La voiture reprend le V6 turbo hybride Mercedes-AMG F1 M14 E Performance et pousse plus loin le concept aérodynamique adopté en cours de saison précédente. Dès le premier Grand Prix, à Bahreïn, Alonso monte sur le podium ; il y remonte en Arabie saoudite, puis termine deuxième à Monaco, au Canada et aux Pays-Bas, et troisième à São Paulo. Huit podiums au total sur la saison.
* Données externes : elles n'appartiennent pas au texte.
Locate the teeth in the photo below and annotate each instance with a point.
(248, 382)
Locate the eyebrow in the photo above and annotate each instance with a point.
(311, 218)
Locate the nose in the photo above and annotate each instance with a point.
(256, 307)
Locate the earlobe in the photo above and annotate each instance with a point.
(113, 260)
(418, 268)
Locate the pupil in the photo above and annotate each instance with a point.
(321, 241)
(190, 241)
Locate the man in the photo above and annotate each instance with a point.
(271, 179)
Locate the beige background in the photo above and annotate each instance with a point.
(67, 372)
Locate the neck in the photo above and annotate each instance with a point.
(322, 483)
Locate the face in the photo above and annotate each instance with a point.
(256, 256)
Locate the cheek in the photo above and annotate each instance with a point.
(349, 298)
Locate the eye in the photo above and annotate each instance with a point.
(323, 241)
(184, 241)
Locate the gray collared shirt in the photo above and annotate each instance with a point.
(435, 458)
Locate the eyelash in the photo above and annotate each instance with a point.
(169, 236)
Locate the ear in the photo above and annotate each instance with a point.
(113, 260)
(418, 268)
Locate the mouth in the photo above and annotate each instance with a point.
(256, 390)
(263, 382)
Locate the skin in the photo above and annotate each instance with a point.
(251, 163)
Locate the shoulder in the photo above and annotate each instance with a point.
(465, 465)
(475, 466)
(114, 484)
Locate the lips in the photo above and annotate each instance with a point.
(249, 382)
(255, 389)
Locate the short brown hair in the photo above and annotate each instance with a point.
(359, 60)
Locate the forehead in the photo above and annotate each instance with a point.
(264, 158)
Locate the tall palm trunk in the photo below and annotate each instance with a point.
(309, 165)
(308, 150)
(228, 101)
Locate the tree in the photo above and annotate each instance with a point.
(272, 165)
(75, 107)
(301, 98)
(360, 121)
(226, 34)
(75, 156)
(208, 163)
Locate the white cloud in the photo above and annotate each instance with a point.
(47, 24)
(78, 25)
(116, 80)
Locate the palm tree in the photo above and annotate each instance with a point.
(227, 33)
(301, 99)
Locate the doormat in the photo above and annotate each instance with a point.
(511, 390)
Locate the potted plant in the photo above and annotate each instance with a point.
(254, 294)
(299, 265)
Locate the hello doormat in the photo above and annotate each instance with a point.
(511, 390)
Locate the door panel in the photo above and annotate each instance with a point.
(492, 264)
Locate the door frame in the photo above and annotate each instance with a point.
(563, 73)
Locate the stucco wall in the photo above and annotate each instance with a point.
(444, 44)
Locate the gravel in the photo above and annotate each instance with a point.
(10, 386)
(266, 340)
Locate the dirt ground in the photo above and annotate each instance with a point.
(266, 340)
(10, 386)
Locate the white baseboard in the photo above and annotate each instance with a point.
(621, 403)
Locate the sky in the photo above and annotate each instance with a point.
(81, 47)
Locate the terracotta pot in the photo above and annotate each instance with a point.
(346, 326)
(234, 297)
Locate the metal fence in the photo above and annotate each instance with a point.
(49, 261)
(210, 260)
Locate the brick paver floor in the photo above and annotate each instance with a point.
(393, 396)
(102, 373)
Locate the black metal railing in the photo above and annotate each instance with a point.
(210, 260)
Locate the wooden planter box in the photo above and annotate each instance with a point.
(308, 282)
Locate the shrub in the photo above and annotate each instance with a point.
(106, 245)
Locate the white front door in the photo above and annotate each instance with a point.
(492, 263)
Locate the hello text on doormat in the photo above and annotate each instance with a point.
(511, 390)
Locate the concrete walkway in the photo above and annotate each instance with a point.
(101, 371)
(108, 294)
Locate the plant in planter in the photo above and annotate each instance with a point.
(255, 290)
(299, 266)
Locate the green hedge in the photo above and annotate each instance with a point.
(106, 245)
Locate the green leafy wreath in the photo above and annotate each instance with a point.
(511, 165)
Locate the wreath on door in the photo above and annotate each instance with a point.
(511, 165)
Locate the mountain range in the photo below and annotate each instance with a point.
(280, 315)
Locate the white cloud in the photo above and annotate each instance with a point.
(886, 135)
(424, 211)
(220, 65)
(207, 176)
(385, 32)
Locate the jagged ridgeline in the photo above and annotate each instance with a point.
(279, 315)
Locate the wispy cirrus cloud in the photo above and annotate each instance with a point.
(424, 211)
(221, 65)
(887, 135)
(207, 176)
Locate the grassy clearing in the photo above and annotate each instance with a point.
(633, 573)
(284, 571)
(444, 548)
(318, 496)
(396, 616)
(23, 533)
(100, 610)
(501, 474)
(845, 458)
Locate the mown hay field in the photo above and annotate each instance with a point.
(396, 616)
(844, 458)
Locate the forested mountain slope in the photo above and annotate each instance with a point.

Le classement final place Aston Martin cinquième du championnat constructeurs avec 280 points, vingt-deux derrière McLaren. Alonso finit quatrième chez les pilotes avec 206 points, son meilleur classement depuis 2013. Lance Stroll complète le total de l'écurie sans podium.
La répartition des podiums raconte la saison mieux que le total. Quatre d'entre eux tombent dans les huit premières manches, à Bahreïn, en Arabie saoudite, à Monaco et au Canada, quand la voiture arrive au niveau des Mercedes et des Ferrari. Les deux derniers, aux Pays-Bas et à São Paulo, sont espacés de sept Grands Prix. McLaren, partie de plus loin, comble l'écart en cours d'année et prive Aston Martin de la quatrième place pour vingt-deux points.
Alonso avait quarante et un ans à sa première course pour l'écurie, et huit podiums en un an contre un seul pour Aston Martin lors de ses deux premières saisons réunies.
L'année 2023 reste celle où le projet de Lawrence Stroll a paru tenir ses promesses. Aston Martin y signe ses huit premiers podiums depuis son retour, contre un seul lors des deux saisons précédentes réunies, et le meilleur total de points de son histoire en Formule 1.
Aucune des monoplaces suivantes n'a retrouvé ce niveau. L'AMR24 termine cinquième avec 94 points et sans podium, l'AMR25 septième avec 89 points, et l'AMR26 ouvre l'ère Honda au dernier rang du classement.